Tuesday, October 24, 2006
We were very broke upon arrival from my visit to Brazil in 1991. I threw myself into obtaining a teaching credential and later into graduate school. Watercolor was the only media I worked on during these years. I used the 7 x 10 blocks, or cut larger sheets to these dimensions. At times I also used 10 x 14. Because my work is usually not based on photographs, the larger formats seemed inconvenient; they took way longer to execute. I loved painting people, but it was very hard to catch them for more than a few seconds. So the small size enabled me to catch an impression.
Later on, I learned to “resolve” the issue of detail in my larger pieces. After I started working in oils again, this media helped me realize I could suggest instead of document. As a result, I started experimenting with much larger sizes, up to 22 x 30.

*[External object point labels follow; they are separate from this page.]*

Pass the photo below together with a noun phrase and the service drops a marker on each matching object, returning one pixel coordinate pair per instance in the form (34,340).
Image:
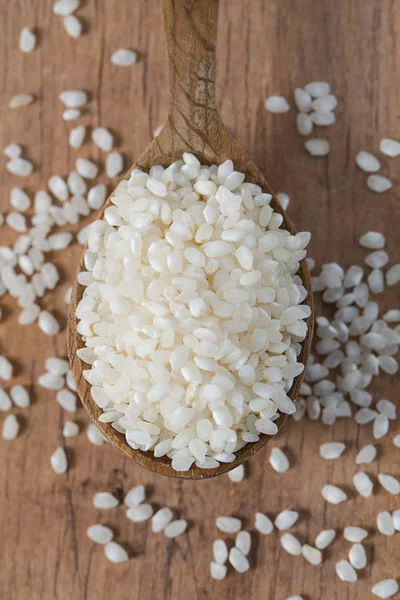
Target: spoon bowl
(193,125)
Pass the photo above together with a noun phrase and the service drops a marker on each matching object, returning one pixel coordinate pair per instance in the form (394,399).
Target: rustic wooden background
(264,47)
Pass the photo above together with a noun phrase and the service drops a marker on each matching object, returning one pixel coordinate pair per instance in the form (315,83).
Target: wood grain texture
(193,125)
(263,48)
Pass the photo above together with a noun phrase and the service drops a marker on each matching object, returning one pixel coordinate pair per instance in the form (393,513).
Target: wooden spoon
(193,125)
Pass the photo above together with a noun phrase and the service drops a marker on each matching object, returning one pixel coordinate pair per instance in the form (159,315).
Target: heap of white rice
(192,315)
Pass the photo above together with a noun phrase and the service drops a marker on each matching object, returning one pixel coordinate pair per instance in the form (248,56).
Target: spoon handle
(191,34)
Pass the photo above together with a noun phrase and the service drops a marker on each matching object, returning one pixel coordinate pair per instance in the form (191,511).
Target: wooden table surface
(265,47)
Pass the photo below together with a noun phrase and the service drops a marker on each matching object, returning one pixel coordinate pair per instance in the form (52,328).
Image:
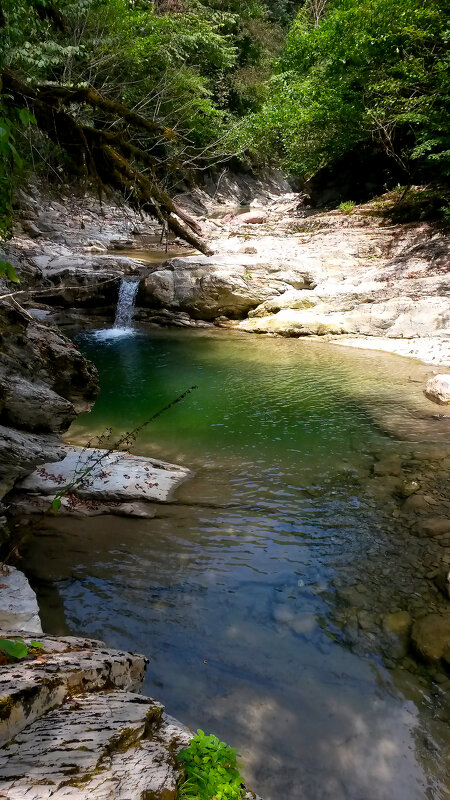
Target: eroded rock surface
(18,605)
(63,667)
(438,389)
(44,383)
(107,475)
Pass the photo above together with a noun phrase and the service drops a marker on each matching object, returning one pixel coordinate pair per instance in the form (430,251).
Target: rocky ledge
(73,725)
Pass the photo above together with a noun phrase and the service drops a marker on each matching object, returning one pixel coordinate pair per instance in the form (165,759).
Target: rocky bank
(73,724)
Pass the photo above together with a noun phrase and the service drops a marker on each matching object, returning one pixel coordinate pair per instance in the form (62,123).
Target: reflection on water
(258,594)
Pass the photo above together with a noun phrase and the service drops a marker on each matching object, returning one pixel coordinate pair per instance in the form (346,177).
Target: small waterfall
(125,303)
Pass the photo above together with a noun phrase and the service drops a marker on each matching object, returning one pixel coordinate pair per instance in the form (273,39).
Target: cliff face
(44,383)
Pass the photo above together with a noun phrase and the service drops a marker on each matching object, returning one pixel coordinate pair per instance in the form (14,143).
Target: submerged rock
(438,389)
(107,475)
(431,636)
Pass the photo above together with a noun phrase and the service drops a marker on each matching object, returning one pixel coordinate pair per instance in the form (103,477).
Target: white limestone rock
(63,667)
(112,476)
(108,745)
(18,605)
(438,389)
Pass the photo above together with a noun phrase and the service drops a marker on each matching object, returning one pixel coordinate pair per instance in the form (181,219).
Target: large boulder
(431,637)
(438,389)
(44,382)
(18,605)
(106,475)
(209,287)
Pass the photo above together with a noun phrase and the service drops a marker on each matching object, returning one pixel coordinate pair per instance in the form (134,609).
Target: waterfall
(125,303)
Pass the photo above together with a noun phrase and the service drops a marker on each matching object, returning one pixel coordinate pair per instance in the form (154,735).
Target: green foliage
(211,770)
(16,649)
(375,71)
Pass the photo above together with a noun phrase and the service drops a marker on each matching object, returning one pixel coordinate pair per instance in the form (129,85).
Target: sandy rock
(228,285)
(438,389)
(398,623)
(434,526)
(33,405)
(251,217)
(18,605)
(115,745)
(117,476)
(20,452)
(431,636)
(65,666)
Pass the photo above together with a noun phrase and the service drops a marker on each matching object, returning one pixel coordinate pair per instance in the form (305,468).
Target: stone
(438,389)
(430,636)
(33,405)
(113,476)
(409,488)
(251,217)
(442,581)
(20,452)
(434,526)
(18,604)
(210,287)
(97,746)
(65,666)
(398,623)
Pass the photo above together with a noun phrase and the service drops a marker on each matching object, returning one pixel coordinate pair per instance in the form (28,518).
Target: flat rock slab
(63,667)
(108,745)
(107,475)
(18,605)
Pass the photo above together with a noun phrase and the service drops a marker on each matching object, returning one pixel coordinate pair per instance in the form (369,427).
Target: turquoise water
(259,593)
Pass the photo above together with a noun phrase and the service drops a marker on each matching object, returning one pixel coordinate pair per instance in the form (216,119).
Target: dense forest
(138,93)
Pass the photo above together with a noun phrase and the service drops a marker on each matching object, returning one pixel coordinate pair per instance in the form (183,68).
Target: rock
(66,666)
(438,389)
(409,488)
(442,581)
(431,636)
(33,405)
(251,217)
(209,287)
(117,476)
(388,466)
(98,746)
(434,526)
(399,622)
(18,605)
(20,452)
(31,229)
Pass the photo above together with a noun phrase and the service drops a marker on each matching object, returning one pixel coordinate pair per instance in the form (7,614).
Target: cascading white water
(125,303)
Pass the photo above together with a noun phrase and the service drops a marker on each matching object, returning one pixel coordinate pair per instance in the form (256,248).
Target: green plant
(211,770)
(347,206)
(16,649)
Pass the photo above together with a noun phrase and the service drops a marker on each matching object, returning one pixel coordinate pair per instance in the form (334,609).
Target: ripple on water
(259,594)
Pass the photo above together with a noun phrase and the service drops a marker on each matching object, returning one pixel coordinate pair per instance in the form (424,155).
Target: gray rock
(64,666)
(107,476)
(209,287)
(21,451)
(431,636)
(438,389)
(18,605)
(115,745)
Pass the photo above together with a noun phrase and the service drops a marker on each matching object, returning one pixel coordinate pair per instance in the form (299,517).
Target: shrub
(211,770)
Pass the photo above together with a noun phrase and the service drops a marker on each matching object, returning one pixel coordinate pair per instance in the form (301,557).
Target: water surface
(259,593)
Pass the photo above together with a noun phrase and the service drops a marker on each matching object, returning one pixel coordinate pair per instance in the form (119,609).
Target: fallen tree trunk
(109,158)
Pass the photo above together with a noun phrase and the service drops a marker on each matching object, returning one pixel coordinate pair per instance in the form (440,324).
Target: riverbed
(260,594)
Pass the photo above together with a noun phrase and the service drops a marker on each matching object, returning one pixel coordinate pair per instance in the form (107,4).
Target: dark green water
(259,593)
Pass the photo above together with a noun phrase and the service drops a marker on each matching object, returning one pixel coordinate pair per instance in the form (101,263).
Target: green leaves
(7,271)
(14,648)
(211,770)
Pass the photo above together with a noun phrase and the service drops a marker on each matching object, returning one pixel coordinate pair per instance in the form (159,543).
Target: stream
(260,593)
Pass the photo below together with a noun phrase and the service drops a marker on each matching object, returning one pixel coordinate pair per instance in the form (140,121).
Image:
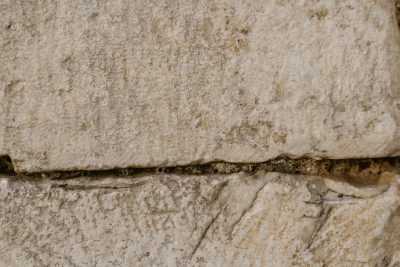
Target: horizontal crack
(364,171)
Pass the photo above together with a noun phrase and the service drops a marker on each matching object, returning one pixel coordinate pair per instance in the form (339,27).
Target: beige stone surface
(104,84)
(169,220)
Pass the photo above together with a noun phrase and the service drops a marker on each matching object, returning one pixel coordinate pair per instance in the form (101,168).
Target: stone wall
(199,133)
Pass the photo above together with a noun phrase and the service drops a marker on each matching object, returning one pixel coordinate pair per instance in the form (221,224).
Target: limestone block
(170,220)
(104,84)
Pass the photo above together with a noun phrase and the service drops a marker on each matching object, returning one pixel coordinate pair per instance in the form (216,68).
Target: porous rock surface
(219,220)
(104,84)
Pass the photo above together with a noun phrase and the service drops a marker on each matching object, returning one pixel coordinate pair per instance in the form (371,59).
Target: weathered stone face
(95,85)
(168,220)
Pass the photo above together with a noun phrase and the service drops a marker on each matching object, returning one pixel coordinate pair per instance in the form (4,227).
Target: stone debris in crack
(360,171)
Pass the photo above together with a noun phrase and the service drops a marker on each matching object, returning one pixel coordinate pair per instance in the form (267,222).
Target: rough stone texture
(103,84)
(168,220)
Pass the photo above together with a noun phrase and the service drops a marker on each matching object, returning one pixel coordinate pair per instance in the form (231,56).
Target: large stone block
(104,84)
(169,220)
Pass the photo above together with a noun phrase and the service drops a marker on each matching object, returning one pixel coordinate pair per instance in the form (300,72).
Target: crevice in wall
(358,171)
(397,3)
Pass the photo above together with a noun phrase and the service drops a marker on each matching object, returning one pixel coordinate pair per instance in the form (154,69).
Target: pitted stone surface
(105,84)
(218,220)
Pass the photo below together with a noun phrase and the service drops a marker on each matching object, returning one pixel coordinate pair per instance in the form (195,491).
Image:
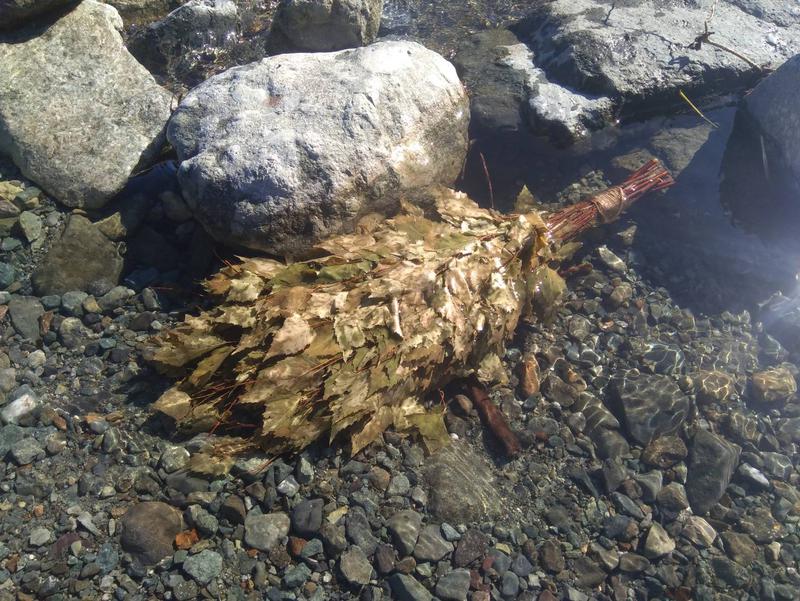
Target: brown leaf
(187,539)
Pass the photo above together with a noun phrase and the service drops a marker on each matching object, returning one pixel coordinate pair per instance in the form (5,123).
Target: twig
(697,110)
(488,179)
(493,418)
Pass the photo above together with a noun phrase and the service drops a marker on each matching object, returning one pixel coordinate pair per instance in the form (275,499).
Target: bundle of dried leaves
(350,341)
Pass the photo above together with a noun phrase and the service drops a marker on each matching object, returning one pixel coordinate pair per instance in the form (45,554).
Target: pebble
(355,566)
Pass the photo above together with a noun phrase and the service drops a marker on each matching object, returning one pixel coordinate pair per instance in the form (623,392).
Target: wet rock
(470,548)
(173,44)
(325,25)
(773,108)
(740,548)
(355,566)
(83,259)
(19,409)
(356,149)
(699,531)
(307,517)
(431,545)
(651,405)
(265,531)
(25,312)
(610,61)
(774,385)
(359,531)
(17,13)
(713,386)
(453,586)
(673,497)
(658,543)
(712,462)
(407,588)
(461,485)
(551,557)
(632,563)
(203,567)
(730,572)
(404,528)
(149,529)
(80,151)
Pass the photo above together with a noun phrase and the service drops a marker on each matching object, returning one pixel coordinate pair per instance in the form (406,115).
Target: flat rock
(638,52)
(82,259)
(274,161)
(25,312)
(265,531)
(149,529)
(404,528)
(712,462)
(355,566)
(325,25)
(431,545)
(78,149)
(650,405)
(461,485)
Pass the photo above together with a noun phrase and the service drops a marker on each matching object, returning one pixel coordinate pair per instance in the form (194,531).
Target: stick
(493,418)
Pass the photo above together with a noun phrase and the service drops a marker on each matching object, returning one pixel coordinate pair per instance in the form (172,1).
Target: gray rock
(641,61)
(72,332)
(175,43)
(273,161)
(431,545)
(407,588)
(204,566)
(25,312)
(355,566)
(325,25)
(359,532)
(404,528)
(712,462)
(265,531)
(462,485)
(307,517)
(14,13)
(509,92)
(651,405)
(40,536)
(453,586)
(658,543)
(26,451)
(20,408)
(82,259)
(31,225)
(149,529)
(78,149)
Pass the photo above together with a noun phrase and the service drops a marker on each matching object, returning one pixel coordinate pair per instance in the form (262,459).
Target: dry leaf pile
(350,341)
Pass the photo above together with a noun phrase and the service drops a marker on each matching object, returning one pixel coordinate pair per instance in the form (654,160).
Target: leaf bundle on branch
(349,342)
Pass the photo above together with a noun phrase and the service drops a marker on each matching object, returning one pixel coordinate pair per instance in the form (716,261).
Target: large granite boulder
(324,25)
(639,55)
(14,13)
(280,153)
(78,114)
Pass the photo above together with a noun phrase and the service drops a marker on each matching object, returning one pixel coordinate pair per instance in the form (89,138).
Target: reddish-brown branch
(608,205)
(493,418)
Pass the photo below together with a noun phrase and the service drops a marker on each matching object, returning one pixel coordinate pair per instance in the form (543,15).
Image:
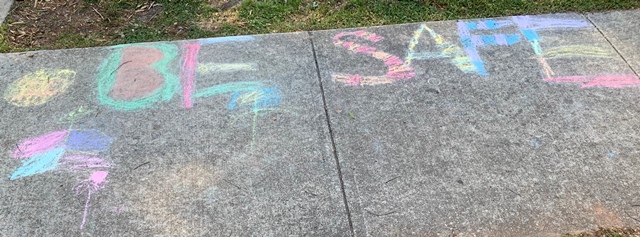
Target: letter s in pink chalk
(396,68)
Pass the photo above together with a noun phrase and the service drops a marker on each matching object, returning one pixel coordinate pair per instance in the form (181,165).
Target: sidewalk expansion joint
(333,143)
(612,45)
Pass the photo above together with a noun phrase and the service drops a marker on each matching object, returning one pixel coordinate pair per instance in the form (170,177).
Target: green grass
(183,19)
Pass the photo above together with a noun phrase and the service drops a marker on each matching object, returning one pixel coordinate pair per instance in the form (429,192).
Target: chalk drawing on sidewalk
(444,50)
(396,68)
(135,77)
(477,34)
(38,87)
(75,151)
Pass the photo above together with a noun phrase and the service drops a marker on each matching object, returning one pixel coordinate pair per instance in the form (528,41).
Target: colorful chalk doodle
(77,152)
(397,69)
(136,77)
(38,87)
(467,56)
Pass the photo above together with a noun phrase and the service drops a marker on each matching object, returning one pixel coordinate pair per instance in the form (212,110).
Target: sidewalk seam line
(333,143)
(613,46)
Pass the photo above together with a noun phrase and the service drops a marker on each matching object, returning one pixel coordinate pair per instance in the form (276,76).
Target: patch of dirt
(41,23)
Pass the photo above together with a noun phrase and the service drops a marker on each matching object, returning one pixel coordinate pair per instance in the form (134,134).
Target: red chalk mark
(135,77)
(189,63)
(397,69)
(40,144)
(611,81)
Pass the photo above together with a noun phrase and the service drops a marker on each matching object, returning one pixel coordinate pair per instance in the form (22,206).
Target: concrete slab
(5,6)
(212,137)
(517,126)
(621,28)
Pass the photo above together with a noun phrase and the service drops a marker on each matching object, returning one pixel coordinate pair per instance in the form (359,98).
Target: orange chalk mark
(38,87)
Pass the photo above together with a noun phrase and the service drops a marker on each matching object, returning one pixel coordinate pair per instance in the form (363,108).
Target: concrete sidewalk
(514,126)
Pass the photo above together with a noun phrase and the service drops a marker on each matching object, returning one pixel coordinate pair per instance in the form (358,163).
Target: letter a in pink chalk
(396,68)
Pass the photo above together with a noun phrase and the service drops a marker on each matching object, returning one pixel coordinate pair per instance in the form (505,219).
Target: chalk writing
(39,87)
(477,34)
(396,68)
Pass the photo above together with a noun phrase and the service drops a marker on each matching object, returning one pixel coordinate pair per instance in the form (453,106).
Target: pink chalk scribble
(73,151)
(610,81)
(77,162)
(396,68)
(93,183)
(33,146)
(189,64)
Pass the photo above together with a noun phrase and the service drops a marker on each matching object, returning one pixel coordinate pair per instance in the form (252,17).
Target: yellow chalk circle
(37,88)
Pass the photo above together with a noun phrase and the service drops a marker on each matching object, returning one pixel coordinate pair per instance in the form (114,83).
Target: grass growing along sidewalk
(35,25)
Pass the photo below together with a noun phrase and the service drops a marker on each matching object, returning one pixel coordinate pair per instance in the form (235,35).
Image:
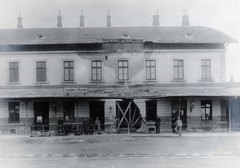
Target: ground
(121,150)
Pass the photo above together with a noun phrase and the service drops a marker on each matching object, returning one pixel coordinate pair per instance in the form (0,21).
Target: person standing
(60,126)
(178,127)
(85,127)
(157,124)
(98,125)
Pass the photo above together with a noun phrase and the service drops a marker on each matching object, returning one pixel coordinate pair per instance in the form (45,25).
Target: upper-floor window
(13,71)
(150,69)
(178,69)
(68,71)
(123,70)
(206,109)
(206,69)
(41,71)
(97,70)
(13,112)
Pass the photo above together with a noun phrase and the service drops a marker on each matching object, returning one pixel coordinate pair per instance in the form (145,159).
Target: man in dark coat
(60,125)
(157,124)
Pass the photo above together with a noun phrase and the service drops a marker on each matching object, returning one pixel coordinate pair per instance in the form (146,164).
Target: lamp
(54,107)
(192,103)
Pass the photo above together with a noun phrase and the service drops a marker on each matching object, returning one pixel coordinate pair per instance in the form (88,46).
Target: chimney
(81,20)
(156,19)
(185,18)
(108,20)
(59,24)
(19,25)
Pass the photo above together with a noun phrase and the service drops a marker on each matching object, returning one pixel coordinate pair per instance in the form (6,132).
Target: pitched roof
(101,34)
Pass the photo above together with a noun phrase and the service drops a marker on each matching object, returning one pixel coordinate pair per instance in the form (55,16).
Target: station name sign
(75,90)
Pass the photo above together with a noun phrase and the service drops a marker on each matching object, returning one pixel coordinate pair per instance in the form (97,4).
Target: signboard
(39,118)
(75,90)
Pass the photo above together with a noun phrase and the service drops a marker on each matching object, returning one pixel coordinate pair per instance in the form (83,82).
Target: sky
(223,15)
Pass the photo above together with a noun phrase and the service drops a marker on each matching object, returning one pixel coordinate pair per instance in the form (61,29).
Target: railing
(77,128)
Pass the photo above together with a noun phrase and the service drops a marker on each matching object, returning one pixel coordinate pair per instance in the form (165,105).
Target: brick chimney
(156,19)
(19,25)
(108,20)
(185,18)
(59,23)
(81,20)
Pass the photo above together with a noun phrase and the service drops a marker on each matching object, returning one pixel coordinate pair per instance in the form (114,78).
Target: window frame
(36,69)
(123,68)
(15,111)
(97,68)
(63,72)
(204,107)
(9,72)
(207,70)
(151,109)
(151,69)
(178,71)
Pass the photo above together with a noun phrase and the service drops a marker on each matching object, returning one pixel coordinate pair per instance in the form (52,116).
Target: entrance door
(41,116)
(183,112)
(128,115)
(96,109)
(68,112)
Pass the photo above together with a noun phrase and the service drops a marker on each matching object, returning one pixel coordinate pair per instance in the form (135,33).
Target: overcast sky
(223,15)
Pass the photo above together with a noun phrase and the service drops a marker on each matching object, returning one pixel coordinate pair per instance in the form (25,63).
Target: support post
(26,103)
(229,117)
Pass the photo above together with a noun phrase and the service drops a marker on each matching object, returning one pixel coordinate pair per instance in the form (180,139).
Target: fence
(148,127)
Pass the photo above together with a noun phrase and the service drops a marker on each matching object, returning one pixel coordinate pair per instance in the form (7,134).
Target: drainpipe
(77,113)
(229,117)
(26,103)
(179,114)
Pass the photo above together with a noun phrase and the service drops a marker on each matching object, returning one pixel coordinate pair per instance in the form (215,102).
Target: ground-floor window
(68,110)
(14,109)
(151,110)
(206,110)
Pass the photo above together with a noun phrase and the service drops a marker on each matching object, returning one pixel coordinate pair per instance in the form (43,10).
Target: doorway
(41,116)
(182,106)
(96,109)
(128,115)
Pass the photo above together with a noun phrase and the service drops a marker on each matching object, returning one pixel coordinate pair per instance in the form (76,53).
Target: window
(206,110)
(178,70)
(151,70)
(122,70)
(68,110)
(68,71)
(151,110)
(41,71)
(97,70)
(206,69)
(13,112)
(13,72)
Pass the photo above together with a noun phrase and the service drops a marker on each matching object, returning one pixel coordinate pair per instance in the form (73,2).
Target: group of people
(86,128)
(177,125)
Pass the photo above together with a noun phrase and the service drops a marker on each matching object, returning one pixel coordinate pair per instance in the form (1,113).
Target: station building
(123,74)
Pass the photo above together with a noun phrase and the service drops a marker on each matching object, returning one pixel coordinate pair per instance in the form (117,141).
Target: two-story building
(125,73)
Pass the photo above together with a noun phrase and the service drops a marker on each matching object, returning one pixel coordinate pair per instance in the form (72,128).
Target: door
(96,109)
(128,115)
(41,116)
(182,106)
(68,112)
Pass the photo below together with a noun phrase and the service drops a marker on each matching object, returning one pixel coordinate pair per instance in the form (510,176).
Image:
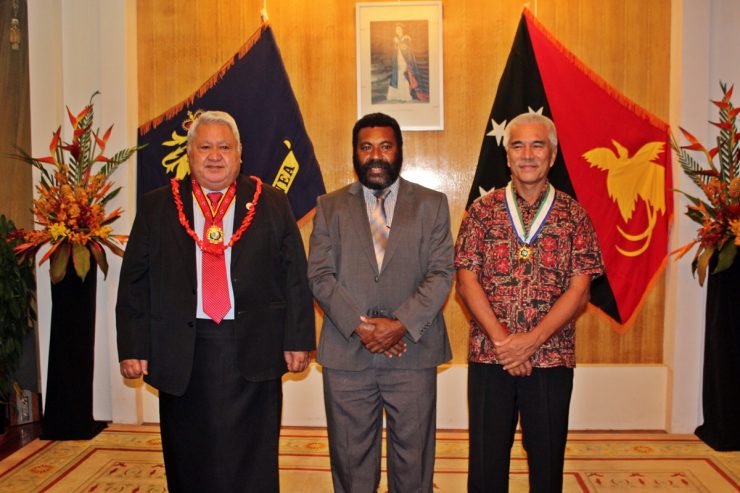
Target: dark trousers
(496,400)
(221,436)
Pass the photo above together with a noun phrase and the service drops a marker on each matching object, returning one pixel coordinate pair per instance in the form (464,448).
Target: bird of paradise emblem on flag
(633,178)
(177,160)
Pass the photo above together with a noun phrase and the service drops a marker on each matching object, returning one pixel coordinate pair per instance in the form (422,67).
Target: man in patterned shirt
(525,258)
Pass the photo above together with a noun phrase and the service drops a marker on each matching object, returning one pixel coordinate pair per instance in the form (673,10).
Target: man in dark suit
(213,308)
(380,266)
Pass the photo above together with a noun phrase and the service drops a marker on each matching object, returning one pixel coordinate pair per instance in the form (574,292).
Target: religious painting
(399,62)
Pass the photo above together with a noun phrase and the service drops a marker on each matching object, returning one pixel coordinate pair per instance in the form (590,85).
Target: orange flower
(71,198)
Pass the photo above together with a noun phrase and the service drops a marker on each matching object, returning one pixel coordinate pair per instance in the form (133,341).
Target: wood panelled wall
(183,42)
(15,119)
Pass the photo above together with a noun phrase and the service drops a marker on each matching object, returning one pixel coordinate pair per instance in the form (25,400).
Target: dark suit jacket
(157,298)
(412,285)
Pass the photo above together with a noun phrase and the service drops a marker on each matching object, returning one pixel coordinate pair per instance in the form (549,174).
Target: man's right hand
(523,370)
(134,368)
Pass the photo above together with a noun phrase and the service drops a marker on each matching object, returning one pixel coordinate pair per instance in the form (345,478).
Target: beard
(377,181)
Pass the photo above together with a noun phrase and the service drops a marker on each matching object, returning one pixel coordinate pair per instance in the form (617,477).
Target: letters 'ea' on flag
(614,158)
(253,87)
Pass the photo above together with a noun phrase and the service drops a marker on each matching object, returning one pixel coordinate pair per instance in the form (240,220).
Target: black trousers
(496,400)
(222,434)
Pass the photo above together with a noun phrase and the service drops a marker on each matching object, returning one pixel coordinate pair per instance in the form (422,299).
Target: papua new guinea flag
(253,87)
(614,158)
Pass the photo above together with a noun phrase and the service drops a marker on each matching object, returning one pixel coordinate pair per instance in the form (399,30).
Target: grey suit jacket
(412,284)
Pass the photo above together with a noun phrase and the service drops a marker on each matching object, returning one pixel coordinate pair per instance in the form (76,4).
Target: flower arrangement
(71,199)
(719,214)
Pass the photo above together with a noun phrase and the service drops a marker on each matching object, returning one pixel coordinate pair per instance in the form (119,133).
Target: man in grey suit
(381,266)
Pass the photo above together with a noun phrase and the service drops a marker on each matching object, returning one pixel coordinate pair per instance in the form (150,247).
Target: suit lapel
(401,219)
(245,188)
(358,213)
(184,242)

I also learned that watercolor society curators would not consider works under that gargantuan dimension, so I tried... and failed. In retrospect, none of those big pieces seems satisfactory to me. 22 x 30 is a studio, not plein air size. You need time and entire pans of color to make it work. You need a table. I went back to 10 x 14.
Currently, I still cut large sheets in half or quarters. 140 lb paper rarely curls anyway, so I seldom carry more than the tubes, a mixing pan, and my two brushes when I go out.